Back in July I posted about clip-on guitar tuners and how ubiquitous they had become (It all comes round again). I also mentioned the 1970s prototype I had bought from the back of the Melody Maker. Well, it's turned up (thank you Mr M) and in the true style of finding something ridiculous to do rather than any serious work, I decided to do a head-to-head test. The 1970s model is called a Vu-Pitch. If you remember (or are still awake) I drew a sketch of it from memory. Here's the real thing:
It never caught on and I can't find out anything about it - I can't be bothered to Google it again. Nothing came up the first time I tried. I'm sure nobody other than me can remember the damned thing but I remain smug in the knowledge that someone had thought of the device years ago before the technology was available to actually produce them properly.

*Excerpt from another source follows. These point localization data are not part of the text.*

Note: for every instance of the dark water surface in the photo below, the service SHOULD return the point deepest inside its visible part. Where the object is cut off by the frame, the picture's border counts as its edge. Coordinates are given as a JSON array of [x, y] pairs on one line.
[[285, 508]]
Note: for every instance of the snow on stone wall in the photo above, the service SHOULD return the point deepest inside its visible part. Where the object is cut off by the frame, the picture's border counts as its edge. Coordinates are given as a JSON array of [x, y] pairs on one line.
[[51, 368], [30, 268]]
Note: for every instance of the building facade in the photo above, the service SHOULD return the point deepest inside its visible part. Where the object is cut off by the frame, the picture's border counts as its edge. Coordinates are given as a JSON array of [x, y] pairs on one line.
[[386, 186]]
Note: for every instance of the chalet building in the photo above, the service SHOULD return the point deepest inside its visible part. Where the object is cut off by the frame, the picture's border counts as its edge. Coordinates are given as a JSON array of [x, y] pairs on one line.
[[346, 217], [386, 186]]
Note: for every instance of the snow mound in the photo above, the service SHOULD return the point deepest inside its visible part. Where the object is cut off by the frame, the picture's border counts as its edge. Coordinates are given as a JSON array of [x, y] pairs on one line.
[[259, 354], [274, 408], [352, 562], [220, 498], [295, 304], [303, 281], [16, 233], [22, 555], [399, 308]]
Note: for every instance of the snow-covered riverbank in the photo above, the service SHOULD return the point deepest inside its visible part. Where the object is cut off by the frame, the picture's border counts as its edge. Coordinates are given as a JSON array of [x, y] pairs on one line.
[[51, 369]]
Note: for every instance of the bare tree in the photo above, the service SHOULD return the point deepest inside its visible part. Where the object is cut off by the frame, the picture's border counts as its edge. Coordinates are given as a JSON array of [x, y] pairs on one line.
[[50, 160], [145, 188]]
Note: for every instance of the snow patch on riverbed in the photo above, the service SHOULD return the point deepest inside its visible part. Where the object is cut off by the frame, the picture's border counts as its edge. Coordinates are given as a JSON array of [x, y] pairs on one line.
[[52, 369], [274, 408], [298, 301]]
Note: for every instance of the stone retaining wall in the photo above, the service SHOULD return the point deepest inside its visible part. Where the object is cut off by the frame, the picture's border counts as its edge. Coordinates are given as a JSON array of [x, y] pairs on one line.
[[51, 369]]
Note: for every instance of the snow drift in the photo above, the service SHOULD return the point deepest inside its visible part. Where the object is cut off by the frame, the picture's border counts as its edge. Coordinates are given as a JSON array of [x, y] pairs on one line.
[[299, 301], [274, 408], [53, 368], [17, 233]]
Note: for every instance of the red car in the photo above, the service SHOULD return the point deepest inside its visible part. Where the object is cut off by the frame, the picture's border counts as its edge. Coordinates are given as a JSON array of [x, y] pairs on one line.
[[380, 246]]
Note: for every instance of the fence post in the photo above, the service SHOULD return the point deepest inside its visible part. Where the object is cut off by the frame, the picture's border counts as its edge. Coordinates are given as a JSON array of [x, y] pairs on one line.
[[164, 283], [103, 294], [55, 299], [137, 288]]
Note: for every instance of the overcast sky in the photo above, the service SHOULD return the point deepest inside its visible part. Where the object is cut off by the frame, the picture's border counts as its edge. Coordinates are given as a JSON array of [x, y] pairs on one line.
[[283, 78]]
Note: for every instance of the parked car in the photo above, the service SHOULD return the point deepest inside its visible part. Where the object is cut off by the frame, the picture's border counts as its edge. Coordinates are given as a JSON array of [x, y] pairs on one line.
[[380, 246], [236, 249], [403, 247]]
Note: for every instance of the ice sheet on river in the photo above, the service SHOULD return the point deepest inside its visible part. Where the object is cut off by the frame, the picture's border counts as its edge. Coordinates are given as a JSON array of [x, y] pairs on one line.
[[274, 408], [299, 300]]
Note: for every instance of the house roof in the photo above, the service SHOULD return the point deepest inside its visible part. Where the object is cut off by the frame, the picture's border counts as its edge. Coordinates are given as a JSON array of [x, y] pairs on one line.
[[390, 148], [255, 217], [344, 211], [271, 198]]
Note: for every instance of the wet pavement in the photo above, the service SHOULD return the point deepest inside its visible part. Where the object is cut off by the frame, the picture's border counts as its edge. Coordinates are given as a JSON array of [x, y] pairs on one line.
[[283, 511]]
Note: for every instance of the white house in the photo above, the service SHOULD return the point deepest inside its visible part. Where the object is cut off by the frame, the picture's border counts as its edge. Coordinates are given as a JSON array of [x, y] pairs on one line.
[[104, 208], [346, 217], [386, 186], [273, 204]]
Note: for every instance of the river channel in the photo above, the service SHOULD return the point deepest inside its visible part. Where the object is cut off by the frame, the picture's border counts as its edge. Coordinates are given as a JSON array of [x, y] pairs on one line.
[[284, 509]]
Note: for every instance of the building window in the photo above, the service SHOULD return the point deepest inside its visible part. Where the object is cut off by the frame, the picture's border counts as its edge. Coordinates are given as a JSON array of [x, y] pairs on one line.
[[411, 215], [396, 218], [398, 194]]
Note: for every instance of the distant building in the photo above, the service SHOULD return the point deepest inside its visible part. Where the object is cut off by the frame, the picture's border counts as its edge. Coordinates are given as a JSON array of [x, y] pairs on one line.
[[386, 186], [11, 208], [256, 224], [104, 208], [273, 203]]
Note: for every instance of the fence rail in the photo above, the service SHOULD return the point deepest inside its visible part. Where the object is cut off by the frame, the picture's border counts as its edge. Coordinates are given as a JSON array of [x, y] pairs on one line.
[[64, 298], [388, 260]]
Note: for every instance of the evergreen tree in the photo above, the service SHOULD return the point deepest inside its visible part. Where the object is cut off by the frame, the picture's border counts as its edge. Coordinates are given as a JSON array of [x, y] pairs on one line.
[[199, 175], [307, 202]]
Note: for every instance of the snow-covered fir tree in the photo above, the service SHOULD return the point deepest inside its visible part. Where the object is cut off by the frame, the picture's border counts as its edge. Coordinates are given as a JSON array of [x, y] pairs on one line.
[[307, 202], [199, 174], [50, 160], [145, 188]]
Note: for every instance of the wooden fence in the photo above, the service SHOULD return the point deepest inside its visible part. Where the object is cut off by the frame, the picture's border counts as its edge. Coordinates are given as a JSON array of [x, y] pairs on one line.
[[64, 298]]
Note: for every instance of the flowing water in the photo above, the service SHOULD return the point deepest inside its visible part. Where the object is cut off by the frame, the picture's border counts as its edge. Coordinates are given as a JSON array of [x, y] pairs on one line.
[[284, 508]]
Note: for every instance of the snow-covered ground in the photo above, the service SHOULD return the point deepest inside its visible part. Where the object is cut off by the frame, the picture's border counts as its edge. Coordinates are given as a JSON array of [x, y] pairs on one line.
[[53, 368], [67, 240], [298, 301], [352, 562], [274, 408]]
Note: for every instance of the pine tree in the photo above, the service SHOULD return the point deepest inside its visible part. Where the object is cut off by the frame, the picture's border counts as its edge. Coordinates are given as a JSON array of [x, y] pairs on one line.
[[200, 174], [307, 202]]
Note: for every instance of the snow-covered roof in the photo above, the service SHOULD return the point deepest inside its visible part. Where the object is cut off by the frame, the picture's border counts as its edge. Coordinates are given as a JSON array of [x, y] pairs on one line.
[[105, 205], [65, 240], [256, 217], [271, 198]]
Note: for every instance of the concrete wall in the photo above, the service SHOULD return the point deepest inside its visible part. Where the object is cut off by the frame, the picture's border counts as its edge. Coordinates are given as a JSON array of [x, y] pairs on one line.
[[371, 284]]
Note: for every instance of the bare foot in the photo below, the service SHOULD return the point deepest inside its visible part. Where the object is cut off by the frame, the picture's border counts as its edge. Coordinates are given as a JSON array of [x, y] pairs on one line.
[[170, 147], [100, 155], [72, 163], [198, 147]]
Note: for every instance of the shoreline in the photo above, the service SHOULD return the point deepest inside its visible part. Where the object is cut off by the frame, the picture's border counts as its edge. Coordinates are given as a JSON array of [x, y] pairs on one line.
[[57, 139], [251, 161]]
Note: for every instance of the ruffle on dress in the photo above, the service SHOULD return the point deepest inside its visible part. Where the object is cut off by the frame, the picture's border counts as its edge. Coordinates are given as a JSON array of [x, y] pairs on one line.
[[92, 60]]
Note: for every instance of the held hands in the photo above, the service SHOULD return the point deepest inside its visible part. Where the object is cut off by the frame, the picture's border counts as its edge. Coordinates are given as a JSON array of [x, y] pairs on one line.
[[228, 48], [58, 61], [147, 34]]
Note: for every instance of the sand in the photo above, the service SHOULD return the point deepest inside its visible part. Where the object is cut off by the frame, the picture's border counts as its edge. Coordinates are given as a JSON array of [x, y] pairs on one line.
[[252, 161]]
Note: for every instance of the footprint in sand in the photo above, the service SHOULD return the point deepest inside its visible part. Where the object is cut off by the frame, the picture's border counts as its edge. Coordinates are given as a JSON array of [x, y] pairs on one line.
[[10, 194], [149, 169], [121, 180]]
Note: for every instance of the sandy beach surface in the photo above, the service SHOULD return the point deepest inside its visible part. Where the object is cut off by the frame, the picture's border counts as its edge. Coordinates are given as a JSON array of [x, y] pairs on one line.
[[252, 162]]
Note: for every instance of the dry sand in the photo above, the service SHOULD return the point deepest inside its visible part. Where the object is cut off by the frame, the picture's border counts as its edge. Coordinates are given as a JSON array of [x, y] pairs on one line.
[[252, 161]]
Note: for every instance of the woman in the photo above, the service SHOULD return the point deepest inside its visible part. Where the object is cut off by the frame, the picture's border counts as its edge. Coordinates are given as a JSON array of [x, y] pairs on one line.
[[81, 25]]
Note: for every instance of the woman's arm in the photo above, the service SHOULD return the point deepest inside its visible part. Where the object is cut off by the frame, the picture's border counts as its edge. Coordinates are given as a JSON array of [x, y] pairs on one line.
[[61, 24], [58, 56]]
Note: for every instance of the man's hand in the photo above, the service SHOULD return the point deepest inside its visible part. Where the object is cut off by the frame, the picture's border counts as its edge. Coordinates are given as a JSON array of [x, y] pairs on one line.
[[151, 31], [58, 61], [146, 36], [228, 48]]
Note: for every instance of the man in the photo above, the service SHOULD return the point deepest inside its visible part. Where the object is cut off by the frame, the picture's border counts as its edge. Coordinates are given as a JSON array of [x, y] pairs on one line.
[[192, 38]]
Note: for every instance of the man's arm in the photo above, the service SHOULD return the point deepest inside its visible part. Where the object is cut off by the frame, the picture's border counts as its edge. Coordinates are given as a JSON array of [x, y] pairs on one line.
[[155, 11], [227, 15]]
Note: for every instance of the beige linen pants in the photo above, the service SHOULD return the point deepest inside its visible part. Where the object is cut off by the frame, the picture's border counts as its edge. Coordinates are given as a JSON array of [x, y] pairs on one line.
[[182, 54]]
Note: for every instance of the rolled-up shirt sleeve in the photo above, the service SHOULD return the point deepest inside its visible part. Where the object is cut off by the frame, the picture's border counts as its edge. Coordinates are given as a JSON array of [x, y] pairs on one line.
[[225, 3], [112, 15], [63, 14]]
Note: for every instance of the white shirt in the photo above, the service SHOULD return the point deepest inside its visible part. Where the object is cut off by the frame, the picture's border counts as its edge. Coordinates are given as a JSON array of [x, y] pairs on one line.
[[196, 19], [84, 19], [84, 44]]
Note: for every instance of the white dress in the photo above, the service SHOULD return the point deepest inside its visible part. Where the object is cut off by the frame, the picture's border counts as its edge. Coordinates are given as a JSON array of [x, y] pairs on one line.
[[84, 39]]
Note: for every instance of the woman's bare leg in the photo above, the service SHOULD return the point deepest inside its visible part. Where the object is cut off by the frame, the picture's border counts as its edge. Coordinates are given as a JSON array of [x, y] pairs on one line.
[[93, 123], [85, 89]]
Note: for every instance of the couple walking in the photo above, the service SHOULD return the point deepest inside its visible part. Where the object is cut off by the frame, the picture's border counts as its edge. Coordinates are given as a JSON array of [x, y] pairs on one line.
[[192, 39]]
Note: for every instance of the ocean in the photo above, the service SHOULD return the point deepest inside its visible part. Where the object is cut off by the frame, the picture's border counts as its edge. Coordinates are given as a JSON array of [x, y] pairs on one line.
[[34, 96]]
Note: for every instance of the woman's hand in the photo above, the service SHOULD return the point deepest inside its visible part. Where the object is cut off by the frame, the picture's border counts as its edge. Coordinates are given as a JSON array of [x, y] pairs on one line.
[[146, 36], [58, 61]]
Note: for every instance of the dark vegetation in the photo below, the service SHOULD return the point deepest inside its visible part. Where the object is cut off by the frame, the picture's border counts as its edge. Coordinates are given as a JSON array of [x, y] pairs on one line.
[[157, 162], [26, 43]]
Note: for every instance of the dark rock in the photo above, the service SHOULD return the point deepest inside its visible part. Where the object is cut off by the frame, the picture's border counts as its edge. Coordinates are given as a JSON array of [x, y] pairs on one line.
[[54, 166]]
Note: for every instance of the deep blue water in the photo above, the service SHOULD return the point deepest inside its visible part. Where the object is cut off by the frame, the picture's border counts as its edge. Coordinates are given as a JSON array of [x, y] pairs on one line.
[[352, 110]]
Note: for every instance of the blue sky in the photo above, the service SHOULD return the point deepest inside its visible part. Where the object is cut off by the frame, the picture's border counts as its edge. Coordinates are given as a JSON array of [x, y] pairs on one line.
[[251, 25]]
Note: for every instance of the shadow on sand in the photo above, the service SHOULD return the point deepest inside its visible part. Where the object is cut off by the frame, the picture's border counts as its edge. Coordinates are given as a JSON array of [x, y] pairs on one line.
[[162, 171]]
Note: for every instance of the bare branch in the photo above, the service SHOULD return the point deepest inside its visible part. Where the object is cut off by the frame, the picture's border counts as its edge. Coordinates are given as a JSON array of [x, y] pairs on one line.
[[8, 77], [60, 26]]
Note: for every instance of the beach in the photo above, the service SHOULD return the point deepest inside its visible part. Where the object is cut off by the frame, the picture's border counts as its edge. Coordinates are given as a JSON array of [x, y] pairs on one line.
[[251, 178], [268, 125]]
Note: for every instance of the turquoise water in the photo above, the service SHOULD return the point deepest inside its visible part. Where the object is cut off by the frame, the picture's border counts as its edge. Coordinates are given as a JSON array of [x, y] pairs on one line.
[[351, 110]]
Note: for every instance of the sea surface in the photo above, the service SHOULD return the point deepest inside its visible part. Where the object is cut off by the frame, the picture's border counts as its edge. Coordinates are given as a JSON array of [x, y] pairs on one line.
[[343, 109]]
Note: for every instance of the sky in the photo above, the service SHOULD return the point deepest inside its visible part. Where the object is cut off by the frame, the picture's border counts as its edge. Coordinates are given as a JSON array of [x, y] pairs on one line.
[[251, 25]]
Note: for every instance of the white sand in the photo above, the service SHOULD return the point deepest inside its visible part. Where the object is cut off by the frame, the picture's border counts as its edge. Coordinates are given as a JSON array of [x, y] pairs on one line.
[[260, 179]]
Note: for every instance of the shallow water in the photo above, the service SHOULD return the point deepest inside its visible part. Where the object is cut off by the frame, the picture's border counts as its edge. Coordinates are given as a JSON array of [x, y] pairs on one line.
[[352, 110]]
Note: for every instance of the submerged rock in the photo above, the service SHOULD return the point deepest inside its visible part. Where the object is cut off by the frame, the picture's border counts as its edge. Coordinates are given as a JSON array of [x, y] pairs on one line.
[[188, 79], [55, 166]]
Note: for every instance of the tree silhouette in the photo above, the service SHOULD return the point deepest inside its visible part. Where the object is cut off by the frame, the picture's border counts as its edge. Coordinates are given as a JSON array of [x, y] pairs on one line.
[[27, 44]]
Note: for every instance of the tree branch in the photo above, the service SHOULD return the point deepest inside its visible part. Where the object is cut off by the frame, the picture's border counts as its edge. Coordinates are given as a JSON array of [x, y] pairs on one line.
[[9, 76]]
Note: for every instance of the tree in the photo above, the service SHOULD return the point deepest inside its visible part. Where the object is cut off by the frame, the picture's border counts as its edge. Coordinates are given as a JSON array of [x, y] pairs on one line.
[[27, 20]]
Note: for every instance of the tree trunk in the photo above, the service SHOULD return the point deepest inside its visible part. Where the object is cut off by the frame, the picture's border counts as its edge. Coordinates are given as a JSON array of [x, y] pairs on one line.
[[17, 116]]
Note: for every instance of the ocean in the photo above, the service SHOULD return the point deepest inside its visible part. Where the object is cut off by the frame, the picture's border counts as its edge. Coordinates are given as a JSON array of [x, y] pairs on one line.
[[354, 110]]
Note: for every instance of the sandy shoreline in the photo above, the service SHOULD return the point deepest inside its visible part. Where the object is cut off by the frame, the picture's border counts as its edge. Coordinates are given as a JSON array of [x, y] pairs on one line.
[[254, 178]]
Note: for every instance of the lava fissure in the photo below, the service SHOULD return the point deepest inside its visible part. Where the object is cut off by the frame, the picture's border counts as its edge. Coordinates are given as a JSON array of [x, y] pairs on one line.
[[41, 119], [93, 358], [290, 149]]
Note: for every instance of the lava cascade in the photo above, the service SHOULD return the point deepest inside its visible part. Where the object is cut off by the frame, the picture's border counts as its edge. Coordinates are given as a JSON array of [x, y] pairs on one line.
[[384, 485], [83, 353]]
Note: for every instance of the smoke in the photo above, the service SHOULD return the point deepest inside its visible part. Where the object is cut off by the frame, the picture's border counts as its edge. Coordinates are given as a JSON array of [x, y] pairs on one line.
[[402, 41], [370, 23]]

I cannot let the day disappear without mentioning the sad passing of Gerry Rafferty. A great songwriter gifted with a lovely mellow voice. I am listening to his most famous album, City to City as it features one of his all time greatest songs. And it's not the one you're probably thinking of. I'm referring to The Ark. It's the opening track with a plaintive Gaelic tune played by that great lost Australian band, The Bushwackers. The obvious song which has been played endlessly, no doubt on various radio stations was okay for its time. It is, actually, a great song. It's a shame that the hook of the saxophone became so ubiquitous throughout the late 70s and early 80s. I know Rafferty was not happy about it.
Ironically, Mr R couldn't cope with the fame it brought. Evidently he has been earning about £80,000 a year ever since. Still. 33 years later! I would have loved to have only had one song that allowed me to do what I want for the rest of my life on the back it. It's the premise of Nick Hornby's About A Boy, you may remember.
Radio 4 seemed a little coy about reporting his death. I'm glad they celebrated his life albeit briefly. However, they termed his death coming after a "lengthy illness". The truth is, he was an alcoholic and had been for a long time. He had left home to escape his father's violent temper from drinking. Ironically, he ended his life through first, liver failure and then, yesterday, succumbed to kidney failure.
I know some would consider him just a peddler of "soft rock" but he was more than that. I have always considered him a talented songwriter with an excellent voice. Although he had not released anything new for many years, it is a sad passing indeed.
* I have just spent the last hour with my son hopefully getting rid of a Trojan Horse virus infection. Death penalty for the bastards who create this stuff?